Tilley outlined the impacts of Mission programs to help clients rebuild their lives, including:
Marc Gallant, Manager of Client Services for the Mission, noted the importance of The Mission’s partnership with the City of Ottawa to deliver housing services, including its support of staff who work within the shelter with clients directly. “Through this partnership, not only were 230 clients housed, but also 171 households were diverted from the shelter to alternate accommodation.”
Jordanna Marchand, Assistant Manager of Coordinator of Mental Health for The Mission, noted the burden that mental illness places on Ottawa’s homeless population. “Accordingly, the Mission strives to facilitate a hopeful and therapeutic environment in our shelter that instills in individuals the value, dignity, and motivation required to move out into the community.” Chef Ric Allen-Watson, Manager of The Mission’s Food Services Training Program, which trains students to work within commercial kitchens, noted the phenomenal success of this program to change lives. “This program builds self-esteem and confidence, which are fundamental to success in any career.” Since its inception in 2004, 90% of graduates have gone on to careers in food services. Last year, of the 20 graduates, 19 went on to careers in food services.
Wendy Muckle, Executive Director of Ottawa Inner City Health, which operates health services in partnership with the Mission within its building at 35 Waller Street, noted the much higher burden of disability, mental and physical health problems, addictions and even premature death. “Before The Ottawa Mission and Ottawa Inner City Health opened the primary care clinic here in 2007, those who were homeless often ended up in a hospital emergency room if they were sick and needed help. Our hospice here opened in 2001 and has expanded from 1 bed to 21 beds. Until this spring, it was the only hospice in North America for those who are homeless,” she pointed out.
Chad Bouthillier, a former client of The Mission, recounted how the intervention of The Mission changed his life and why he gives back to the Mission. “After years of suffering, The Mission showed me that there’s nothing wrong with me as a human being and they gave me the strength to commit to long term treatment and move on to a better life. The Mission treated me with dignity and respect. It was there for me when I needed it, and I want to be there for the Mission so that others can live receive the support they need to rebuild their lives,” Bouthillier noted.
“We urge the City to raise per diems to reflect the costs of providing homelessness services. We also urge all levels of government to accelerate new affordable housing, and supporting programs that address risk factors for homelessness,” Tilley concluded.
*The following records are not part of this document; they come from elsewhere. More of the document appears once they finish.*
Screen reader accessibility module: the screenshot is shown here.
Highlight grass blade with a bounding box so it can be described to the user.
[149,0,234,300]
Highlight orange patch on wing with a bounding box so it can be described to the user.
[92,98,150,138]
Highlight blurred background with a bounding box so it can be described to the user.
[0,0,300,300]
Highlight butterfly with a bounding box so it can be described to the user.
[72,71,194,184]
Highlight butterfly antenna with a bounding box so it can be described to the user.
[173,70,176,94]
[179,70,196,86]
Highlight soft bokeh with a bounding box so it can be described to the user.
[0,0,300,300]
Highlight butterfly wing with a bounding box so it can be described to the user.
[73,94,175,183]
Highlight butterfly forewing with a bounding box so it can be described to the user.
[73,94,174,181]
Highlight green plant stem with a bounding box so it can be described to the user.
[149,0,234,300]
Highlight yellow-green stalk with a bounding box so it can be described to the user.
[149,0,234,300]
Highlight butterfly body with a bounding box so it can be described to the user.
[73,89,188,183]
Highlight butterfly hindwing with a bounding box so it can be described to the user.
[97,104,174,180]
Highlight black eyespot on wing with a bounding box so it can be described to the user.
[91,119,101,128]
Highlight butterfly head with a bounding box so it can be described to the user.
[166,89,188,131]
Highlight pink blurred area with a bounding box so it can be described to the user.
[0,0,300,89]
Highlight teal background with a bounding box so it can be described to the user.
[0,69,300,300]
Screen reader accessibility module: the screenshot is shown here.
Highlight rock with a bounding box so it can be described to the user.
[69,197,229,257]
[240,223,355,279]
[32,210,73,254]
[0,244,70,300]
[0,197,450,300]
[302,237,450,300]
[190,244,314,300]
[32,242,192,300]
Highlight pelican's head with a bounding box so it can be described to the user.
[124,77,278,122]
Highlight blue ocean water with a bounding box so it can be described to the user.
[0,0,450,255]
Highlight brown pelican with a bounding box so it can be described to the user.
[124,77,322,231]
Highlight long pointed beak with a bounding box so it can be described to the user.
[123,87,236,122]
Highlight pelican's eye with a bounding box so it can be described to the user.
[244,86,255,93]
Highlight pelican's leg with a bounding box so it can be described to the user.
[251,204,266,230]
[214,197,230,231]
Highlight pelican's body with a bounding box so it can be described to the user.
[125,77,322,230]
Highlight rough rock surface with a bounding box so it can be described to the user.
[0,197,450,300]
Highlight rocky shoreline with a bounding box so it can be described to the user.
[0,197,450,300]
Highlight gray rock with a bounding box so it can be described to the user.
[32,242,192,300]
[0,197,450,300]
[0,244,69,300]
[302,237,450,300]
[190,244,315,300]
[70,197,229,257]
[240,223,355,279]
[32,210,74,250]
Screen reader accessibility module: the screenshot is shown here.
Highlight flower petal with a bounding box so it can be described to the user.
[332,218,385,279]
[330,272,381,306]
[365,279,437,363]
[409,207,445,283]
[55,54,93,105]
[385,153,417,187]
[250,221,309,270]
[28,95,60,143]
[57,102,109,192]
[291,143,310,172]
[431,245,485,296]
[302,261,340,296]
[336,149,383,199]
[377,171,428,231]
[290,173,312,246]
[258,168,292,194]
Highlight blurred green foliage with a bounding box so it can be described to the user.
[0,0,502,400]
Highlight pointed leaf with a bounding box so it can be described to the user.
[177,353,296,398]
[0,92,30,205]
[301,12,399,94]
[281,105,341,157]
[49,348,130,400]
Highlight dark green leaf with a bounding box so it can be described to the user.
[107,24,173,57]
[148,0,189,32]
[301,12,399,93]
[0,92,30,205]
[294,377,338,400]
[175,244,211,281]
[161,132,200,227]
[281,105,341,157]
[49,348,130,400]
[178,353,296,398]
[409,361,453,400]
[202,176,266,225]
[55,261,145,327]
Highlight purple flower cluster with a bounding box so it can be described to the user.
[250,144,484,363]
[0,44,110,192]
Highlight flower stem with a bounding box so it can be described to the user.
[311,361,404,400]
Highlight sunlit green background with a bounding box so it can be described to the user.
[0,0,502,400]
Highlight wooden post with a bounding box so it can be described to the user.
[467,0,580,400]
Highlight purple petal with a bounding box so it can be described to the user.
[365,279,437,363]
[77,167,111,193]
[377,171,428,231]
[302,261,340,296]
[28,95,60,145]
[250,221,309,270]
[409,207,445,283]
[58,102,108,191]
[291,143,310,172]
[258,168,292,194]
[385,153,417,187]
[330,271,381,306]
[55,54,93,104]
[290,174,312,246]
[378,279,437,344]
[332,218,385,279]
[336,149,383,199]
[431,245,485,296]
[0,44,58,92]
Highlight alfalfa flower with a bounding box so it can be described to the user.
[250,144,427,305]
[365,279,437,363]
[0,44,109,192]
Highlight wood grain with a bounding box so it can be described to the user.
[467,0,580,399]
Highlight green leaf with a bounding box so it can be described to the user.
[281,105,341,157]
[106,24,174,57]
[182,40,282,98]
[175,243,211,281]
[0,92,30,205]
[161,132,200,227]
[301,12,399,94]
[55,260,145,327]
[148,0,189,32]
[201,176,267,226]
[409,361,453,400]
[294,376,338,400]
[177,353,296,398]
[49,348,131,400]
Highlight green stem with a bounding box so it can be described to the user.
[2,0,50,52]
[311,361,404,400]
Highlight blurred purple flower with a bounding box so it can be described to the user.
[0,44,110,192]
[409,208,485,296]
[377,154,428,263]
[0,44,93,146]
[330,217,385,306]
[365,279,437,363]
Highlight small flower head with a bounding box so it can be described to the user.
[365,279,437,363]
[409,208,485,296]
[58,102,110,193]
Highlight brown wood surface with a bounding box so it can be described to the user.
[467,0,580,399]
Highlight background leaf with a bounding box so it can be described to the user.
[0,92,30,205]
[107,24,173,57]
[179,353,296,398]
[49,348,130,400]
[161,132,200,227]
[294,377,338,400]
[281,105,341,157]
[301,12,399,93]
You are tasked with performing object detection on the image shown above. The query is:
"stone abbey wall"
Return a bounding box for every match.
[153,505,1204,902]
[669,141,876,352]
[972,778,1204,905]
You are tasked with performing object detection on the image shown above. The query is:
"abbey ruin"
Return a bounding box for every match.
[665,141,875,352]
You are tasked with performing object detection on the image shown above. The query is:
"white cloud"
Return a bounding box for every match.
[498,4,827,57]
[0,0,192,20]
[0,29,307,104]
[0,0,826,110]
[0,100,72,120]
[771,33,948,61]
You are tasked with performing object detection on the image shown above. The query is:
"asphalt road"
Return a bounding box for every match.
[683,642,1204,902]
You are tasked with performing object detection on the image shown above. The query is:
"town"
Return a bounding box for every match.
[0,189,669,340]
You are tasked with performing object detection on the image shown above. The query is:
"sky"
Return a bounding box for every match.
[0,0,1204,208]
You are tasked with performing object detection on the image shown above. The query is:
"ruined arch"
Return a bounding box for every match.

The Ottawa Mission Report (full report and summary report) is available here: https://ottawamission.com/impact/
About The Ottawa Mission
Since 1906, The Ottawa Mission has been serving the homeless, the hungry and the lost by providing food, clothing, shelter and hope. In 2017-2018, The Ottawa Mission sheltered an average of 236 men every night and served an average of 1,312 meals every day. The Ottawa Mission also provides health services, mental health supports programs, addiction treatment programs, hospice care, dental services, educational support, job training, spiritual care, and men’s clothing to thousands in need in our community.